= Brief (architecture) =

In architecture, a brief is a statement of a client's requirements, which form the basis for appointing an architect. The brief describes the requirements that need to be reconciled and accommodated, and is developed first as a design which is submitted for approval, and subsequently constructed as a building or other structure. A brief is a written document that might be anything from a single page to a multiple volume set of documents.
The term program is often used today, in conjunction with, and in part as a synonym of, an "architectural brief". "Program" (also referred to as "architectural program" or "facility program") is used more often in the United States whereas "brief" is used internationally. An architect's design is considered the response to the building program.

==Development of the brief==
The architectural brief is often formulated by, or in collaboration with, the architect. It often includes opportunities assessed, constraints identified and needs for further investigation clarified.

In the early stages of the design process the brief may be continuously reappraised as the requirements become clearer - this is known as 'firming up the brief'. Ultimately, a clear set of instructions setting out the overarching goals and detailed requirements will emerge which form the starting point of the architect's designs and will be continually tested against, as designs are progressed.

== Input for the brief ==
The development of a brief is a process of forming a clear list of the client’s and building users’ needs through different workplace research methods.

==Schedule of accommodation==
In the later stages of writing a brief, a schedule of accommodation is sometimes drawn up that will specify precisely the number and size of rooms that will be required, the relationships between rooms and groups of rooms, the finishes, equipment, furniture that will fit the room for its functional purpose and the environmental conditions that will assist the purpose.
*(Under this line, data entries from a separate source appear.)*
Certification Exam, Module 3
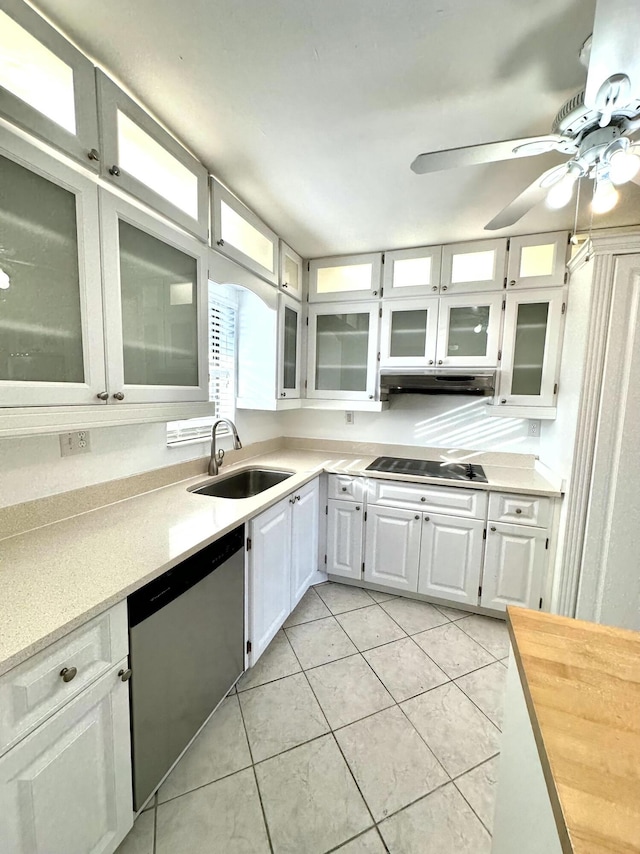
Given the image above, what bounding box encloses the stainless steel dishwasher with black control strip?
[128,526,244,810]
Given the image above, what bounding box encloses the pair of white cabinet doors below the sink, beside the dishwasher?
[247,478,320,666]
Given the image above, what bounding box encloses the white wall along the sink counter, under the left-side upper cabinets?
[0,411,282,507]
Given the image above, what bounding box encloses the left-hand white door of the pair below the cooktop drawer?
[364,507,422,593]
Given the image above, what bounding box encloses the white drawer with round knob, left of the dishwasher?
[0,602,129,753]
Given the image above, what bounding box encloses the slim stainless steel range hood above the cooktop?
[380,368,496,395]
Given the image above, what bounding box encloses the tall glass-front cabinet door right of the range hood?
[498,289,566,406]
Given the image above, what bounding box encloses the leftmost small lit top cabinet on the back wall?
[309,252,382,302]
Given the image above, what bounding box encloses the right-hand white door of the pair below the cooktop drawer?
[418,514,485,605]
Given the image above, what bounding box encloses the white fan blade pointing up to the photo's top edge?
[584,0,640,115]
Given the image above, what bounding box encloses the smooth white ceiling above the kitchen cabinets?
[36,0,640,257]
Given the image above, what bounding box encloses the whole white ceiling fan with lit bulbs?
[411,0,640,231]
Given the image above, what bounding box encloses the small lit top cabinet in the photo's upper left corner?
[0,0,100,169]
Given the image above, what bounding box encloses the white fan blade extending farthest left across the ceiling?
[411,134,570,175]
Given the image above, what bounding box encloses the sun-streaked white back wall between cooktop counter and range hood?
[282,394,539,454]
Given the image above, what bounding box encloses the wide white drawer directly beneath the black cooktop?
[369,478,487,519]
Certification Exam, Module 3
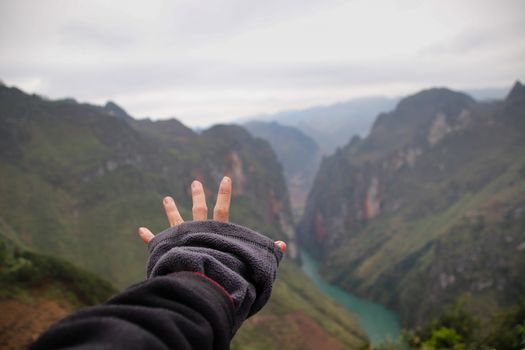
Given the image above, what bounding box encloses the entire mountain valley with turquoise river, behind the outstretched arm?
[0,82,525,349]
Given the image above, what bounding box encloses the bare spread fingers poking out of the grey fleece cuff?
[139,176,286,253]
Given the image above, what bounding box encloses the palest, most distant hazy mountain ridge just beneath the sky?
[242,97,397,154]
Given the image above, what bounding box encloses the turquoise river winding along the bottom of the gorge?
[301,249,401,345]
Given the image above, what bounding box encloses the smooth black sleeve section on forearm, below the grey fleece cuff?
[30,272,234,349]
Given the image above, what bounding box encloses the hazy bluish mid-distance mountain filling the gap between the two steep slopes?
[243,121,321,217]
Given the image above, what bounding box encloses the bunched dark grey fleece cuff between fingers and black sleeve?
[147,220,283,333]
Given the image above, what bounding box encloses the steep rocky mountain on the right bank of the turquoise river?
[299,83,525,326]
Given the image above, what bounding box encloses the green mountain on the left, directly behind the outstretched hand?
[0,86,368,349]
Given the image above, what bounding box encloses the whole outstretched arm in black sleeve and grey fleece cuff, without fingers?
[30,221,282,349]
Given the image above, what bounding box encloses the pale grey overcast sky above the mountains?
[0,0,525,126]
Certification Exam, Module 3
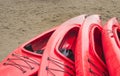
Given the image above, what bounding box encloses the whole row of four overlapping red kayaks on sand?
[0,15,120,76]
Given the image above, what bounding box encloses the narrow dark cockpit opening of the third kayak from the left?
[94,27,106,63]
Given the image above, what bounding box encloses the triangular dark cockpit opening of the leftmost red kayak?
[24,31,54,54]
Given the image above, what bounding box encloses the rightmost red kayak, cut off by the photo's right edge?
[102,18,120,76]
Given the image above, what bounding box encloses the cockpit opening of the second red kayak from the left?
[59,28,79,61]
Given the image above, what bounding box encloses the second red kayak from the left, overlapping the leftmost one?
[38,15,85,76]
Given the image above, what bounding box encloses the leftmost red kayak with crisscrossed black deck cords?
[0,28,56,76]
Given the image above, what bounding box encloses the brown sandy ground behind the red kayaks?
[0,0,120,61]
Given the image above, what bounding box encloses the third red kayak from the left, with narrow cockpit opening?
[75,15,109,76]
Environmental conditions might include temperature range, humidity, air movement, acoustic isolation, etc..The schedule of accommodation is prepared by an expert to help in determining the minimum space required on site to develop and finish a given design. The schedule of accommodation is guided by the brief analysis of every space since every space have set standards and requirement.

==Complex briefs==
For complex facilities, the brief may be prepared by a specialist consultant, separate from the design architect. In such projects, workshops are often employed with project participants: owners, users, customers, facility experts, builders/contractors and other designers brought together for an intensive one- or two-day period to devise the critical aspects of the brief.

If the brief will provide a large number of similar spaces, for example, in a hospital, then room/space 'types' might be defined, as a type of 'space dictionary' that is then used to inform room or space groupings. These space groupings are then assembled into related sets of rooms to meet a functional or service requirement. The critical component of the related sets is that the interactions between rooms are set out, with details as to the type of interaction. For example, if escorted patients, beds and medical equipment are to be moved, or if individuals or groups of people will move between spaces, the architect's design will need to acknowledge the different design responses to be made.

The information used to assemble a 'space dictionary' can be quite detailed, with a schedule produced that lists, for each room, parameters, the requirement against the parameter, and any particular performance needs.

Parameters might include: population (median and peak), area, minimum height, floor loading, floor finish and skirting requirements, including any plinths, hobs or set-downs, wall finishes, including wall protection needs (pertinent in hospitals, warehouses, etc.), ceiling finish, including acoustic needs, engineering services required: power, lighting, air-conditioning, water, drainage, communications, etc.; environmental conditions: air temperature, humidity, noise level, air movement; access and security needs; FFE (furniture, fittings and equipment), with note made of mass, dimensions, power requirements, energy evolved, noise produced, ventilation and extraction needed, service and operating clearances; fire safety.

A thorough brief will start with a definition of the services or functions to be accommodated, decomposing these functions into specific sub-functions and then to activities. A 'functional brief' is thus compiled. This brief is used to, in turn, create the architectural brief, that sets out the accommodation specifics for preparation of design options.

==Evaluation==
For critical facilities, the project manager or owner may require the architect to validate the design against the brief, producing a report that shows in tabular form, how and where, the design meets the brief. This avoids misunderstanding of drawings that can arise when non-experts are asked to review them. A graphical validation might include demonstration of the movement expected between spaces, and show how a proximity diagram is modeled onto the design layout.